Whist (foaled 1908 in Kentucky) was a Thoroughbred race horse bred and raced by August Belmont Jr. The colt came to prime racing age at a turbulent time in American racing and as such is best known for his win in the 1911 Hamilton Derby in Ontario, Canada in which he defeated both the Kentucky Derby winner Meridian and the runner-up, Governor Gray.

As a two-year-old competing in the United States in 1910, Whist's best performance in a stakes race was a second to Stinger in the Pimlico Nursery Stakes.

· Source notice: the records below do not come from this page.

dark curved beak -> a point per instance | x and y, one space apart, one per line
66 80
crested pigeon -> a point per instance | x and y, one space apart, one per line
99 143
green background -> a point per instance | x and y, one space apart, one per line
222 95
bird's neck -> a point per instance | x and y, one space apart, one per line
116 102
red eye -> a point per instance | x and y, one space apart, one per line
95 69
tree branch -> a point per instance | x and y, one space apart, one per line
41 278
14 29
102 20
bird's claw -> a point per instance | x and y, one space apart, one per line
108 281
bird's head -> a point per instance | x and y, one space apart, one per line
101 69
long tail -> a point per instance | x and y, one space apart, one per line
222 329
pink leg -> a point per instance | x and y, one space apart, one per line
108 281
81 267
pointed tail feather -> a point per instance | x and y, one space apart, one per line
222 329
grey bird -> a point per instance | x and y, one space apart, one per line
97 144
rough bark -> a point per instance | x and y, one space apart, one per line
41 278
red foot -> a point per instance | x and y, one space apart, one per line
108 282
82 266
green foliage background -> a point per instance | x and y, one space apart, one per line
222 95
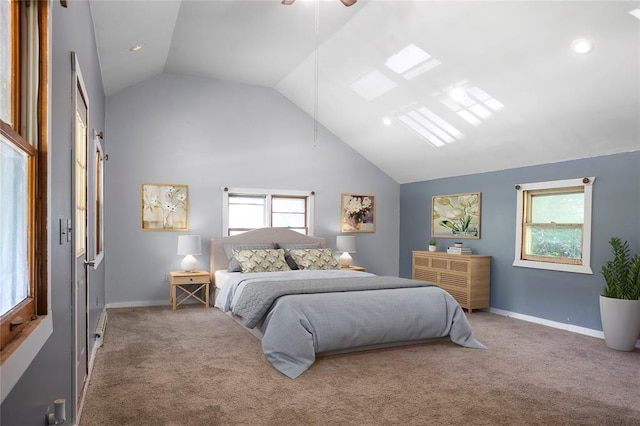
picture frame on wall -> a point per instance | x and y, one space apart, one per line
456 215
164 207
358 213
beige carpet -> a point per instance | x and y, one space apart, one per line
195 366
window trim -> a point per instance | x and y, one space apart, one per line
23 350
268 193
587 184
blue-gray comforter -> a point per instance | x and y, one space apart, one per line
302 319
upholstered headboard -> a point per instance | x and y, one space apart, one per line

As a three-year-old, Whist faced a shortage of races in which to compete as a result of the 1911 shutdown of all racetracks in New York State induced by the 1908 enactment of the Hart–Agnew anti-betting legislation. As a consequence, many American owners began sending horses to compete in Canada where stall space would soon be in short supply. Prior to winning the Hamilton Derby, trainer John Whalen had shipped the Belmont stable to Blue Bonnets Raceway in Montreal where Whist set a new Canadian record of 1:38 flat in winning a one-mile race on dirt.

Whilst's racing career ended with his unexpected death later in 1911.